1 min read3 Levels of Value

by Guy Gage | July 15, 2018 | Business

Early in your career, you were focused on learning the technical part of your job. You learned it by performing a service. Check lists, work papers and review notes made it possible for you to become competent to provide a service. Your work has value.

Then you discovered that the knowledge and experience you gained gives you the ability to solve problems. When your clients need more than the prescribed procedures associated with the service, you find that you can take what you know and apply it to a problem to solve it. Your work has greater value.

For too many, they believe that solving problems is the pinnacle. No offense, but all your competitors solve problems too and are as good or better than you are. Even though you are esteemed in your firm and with your clients, it’s not enough. There is another level of value.

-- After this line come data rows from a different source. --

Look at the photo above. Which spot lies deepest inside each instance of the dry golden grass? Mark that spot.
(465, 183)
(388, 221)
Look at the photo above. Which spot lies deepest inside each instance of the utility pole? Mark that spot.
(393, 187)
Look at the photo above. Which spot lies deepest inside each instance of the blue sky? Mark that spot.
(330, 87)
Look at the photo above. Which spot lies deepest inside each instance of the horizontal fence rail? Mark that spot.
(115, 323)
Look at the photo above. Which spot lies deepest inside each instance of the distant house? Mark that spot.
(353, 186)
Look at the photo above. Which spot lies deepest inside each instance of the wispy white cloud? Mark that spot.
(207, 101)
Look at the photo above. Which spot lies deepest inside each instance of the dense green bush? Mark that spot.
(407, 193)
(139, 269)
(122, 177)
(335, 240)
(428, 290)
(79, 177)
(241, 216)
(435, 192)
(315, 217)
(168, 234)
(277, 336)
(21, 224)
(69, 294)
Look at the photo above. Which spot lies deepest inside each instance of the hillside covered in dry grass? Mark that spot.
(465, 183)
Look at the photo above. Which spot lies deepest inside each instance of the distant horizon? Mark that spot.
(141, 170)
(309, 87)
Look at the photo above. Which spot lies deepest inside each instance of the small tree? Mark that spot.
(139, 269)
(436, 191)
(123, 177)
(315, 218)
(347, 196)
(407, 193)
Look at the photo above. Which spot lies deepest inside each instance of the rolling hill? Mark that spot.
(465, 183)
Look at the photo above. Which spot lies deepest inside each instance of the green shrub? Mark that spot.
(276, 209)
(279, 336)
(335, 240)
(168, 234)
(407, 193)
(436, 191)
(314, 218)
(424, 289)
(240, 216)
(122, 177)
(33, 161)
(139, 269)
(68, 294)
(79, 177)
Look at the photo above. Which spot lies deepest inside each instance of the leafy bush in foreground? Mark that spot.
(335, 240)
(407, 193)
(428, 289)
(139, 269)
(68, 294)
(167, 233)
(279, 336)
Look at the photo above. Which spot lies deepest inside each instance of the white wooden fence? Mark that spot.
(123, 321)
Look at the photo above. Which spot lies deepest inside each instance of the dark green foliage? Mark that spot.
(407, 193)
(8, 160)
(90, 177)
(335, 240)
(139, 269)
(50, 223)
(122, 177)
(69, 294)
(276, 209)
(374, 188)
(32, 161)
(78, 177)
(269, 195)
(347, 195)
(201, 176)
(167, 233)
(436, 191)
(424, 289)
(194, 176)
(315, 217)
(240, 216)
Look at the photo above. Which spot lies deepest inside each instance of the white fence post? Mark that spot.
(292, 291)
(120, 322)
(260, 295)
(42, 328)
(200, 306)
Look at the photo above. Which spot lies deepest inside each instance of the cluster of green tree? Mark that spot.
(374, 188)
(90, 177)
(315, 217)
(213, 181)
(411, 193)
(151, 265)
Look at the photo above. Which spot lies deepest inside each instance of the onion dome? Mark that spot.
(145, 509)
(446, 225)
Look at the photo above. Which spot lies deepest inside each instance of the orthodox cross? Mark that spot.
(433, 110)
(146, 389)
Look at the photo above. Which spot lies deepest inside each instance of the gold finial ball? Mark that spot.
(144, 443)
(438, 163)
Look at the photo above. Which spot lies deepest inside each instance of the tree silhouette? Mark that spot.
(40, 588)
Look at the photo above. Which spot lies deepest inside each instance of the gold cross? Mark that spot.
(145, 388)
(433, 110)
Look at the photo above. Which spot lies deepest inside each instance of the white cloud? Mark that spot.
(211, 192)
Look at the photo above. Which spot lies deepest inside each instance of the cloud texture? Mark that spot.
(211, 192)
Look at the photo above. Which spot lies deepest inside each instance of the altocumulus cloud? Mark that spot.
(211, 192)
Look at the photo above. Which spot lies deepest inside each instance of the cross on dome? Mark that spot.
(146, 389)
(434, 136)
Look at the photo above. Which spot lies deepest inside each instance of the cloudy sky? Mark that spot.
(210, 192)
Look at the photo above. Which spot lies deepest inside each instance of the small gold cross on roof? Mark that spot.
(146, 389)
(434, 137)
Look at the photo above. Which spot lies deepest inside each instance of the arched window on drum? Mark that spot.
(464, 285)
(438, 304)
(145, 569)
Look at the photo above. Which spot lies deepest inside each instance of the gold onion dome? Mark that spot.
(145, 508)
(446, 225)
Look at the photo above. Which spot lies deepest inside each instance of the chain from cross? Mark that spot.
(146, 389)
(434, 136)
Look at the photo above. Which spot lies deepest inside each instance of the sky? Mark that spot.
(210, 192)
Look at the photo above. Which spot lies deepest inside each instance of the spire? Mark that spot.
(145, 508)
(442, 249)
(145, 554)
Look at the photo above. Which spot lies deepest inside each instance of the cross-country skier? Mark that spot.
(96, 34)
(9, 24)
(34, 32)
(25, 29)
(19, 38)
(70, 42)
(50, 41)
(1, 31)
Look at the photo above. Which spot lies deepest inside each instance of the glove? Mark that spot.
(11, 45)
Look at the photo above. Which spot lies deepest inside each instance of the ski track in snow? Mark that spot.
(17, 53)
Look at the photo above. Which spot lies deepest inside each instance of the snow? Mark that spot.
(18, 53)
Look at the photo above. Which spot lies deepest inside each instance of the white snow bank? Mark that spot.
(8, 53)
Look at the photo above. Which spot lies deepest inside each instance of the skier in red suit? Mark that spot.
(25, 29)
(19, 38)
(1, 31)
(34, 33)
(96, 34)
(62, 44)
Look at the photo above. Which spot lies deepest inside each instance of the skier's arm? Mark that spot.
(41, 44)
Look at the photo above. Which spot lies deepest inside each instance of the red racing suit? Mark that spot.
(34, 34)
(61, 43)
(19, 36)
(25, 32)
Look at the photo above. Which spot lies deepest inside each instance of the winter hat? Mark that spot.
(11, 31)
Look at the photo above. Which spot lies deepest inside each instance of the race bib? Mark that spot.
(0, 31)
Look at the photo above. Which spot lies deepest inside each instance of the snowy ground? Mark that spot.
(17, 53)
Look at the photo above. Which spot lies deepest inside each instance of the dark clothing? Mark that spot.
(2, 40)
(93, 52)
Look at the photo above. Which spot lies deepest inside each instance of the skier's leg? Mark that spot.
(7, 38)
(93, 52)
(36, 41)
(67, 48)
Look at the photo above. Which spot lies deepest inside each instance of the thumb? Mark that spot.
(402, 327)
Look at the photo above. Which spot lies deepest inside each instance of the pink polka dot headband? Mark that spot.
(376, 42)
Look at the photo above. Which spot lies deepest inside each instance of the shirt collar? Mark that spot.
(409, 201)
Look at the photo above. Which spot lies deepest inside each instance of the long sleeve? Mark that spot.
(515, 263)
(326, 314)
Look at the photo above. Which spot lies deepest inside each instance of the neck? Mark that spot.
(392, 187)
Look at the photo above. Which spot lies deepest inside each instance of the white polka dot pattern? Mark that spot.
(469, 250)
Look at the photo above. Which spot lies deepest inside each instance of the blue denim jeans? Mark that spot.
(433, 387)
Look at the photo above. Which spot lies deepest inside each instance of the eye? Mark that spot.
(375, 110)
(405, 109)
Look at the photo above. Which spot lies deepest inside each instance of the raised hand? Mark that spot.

The third level is where you take a step back to get a big picture view of the situation and see what is going on to produce the problems in the first place. You examine how a problem came to be, what it’s related to, who it involves, why it persists or repeats and the inputs that sustain the it. When you apply that level of thinking, you enter into new territory. It’s more than solving problems using your technical competence—it’s getting to the root of the problems. Now your work has the greatest value.

Solution contributions are what your clients want. There is no fee resistance. They involve you in the important discussions. They are receptive to your recommendations. This should occupy your thinking about your clients; not how you’re going to get their compliance work done.

This week, engage at least one of your clients in a highest-level-of-value conversation and see for yourself how much they appreciate it. If you do, you will always have a job because clients will seek you out.